Sabrina’s leadership was also recognised this year with a prestigious Commodore’s Award from the Connecticut Maritime Association. This accolade is given annually to someone who has made a significant contribution to the maritime industry’s growth and development. Sabrina is only the second woman to receive the honour, and the third recipient from Asia.


Zhou Qunfei, Founder, Chairman and General Manager of Lens Technology, China

“Chose to be in business, and I don’t regret it.”

Zhou Qunfei, Founder, Chairman and General Manager of Lens Technology, China
Zhou Qunfei, Founder, Chairman and General Manager of Lens Technology, China

One of the world’s largest makers of glass screens for mobile phones and tablets, Lens Technology went public three years ago making Zhou Qunfei the richest self-made woman in tech, with an estimated wealth of US$9.3 billion (as of March 2018). Her success is said to be built on her attention to detail. “She’ll sometimes sit down and work as an operator to see if there’s anything wrong with the process,” says James Zhao, a general manager at Lens Technology. “That will put me in a very awkward position. If there’s a problem, she’d say, ‘Why didn’t you see that?’”

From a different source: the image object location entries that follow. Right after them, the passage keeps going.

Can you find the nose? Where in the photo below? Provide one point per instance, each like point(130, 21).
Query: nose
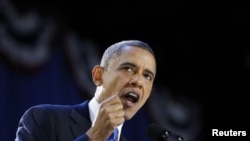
point(136, 81)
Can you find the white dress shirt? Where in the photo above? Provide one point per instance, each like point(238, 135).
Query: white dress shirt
point(93, 112)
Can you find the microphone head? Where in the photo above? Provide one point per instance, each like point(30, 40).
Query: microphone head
point(157, 133)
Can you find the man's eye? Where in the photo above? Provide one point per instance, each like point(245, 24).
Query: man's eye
point(128, 69)
point(147, 76)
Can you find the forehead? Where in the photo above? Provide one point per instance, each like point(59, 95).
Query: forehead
point(137, 55)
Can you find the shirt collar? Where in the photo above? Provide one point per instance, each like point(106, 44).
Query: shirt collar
point(93, 112)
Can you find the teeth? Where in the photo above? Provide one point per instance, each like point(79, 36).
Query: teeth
point(134, 95)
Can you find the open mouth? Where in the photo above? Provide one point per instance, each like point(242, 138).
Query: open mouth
point(131, 98)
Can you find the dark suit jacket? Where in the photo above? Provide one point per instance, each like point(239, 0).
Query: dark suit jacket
point(55, 123)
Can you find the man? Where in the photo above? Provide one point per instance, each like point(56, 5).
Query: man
point(124, 81)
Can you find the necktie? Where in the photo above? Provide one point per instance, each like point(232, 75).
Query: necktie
point(114, 136)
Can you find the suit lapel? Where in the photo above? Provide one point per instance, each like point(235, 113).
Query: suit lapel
point(80, 115)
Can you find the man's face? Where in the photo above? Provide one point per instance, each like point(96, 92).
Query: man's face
point(130, 75)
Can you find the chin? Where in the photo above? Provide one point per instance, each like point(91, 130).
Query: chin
point(128, 116)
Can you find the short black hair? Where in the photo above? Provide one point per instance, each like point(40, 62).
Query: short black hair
point(116, 48)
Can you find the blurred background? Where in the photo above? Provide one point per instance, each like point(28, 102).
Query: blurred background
point(48, 48)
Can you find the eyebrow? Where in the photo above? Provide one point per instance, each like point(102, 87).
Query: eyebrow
point(134, 65)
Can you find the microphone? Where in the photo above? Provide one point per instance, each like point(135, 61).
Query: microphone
point(158, 133)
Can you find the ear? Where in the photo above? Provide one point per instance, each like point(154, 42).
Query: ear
point(97, 72)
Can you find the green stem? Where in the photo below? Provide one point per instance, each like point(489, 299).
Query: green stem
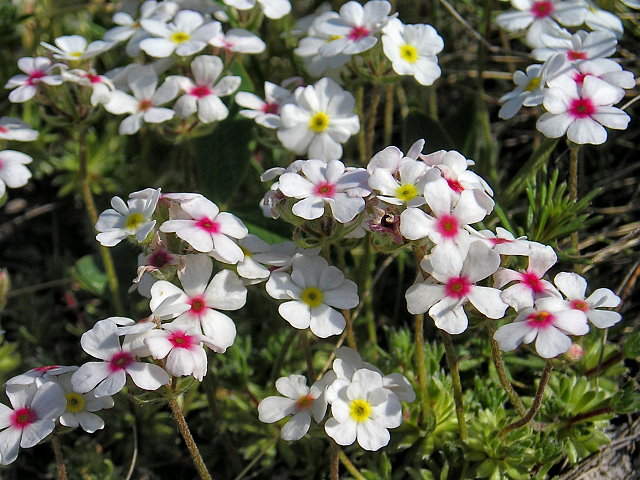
point(90, 205)
point(537, 402)
point(457, 385)
point(183, 428)
point(502, 373)
point(57, 452)
point(421, 366)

But for Zhou, her success is more black and white. “In the village where I grew up, a lot of girls didn’t have a choice of whether to go to middle school. They would get engaged or married and spend their entire life in that village,” she says. “I chose to be in business, and I don’t regret it.”

A woman who remains largely under the radar, Zhou is rarely seen in public nor does she grant interviews, but she has in the past recalled her early career working in making watch lenses. “I worked from 8am to 12am, and sometimes until 2am,” Zhou recalled. “There were no shifts, just a few dozen people, and we all polished glass. I didn’t enjoy it.”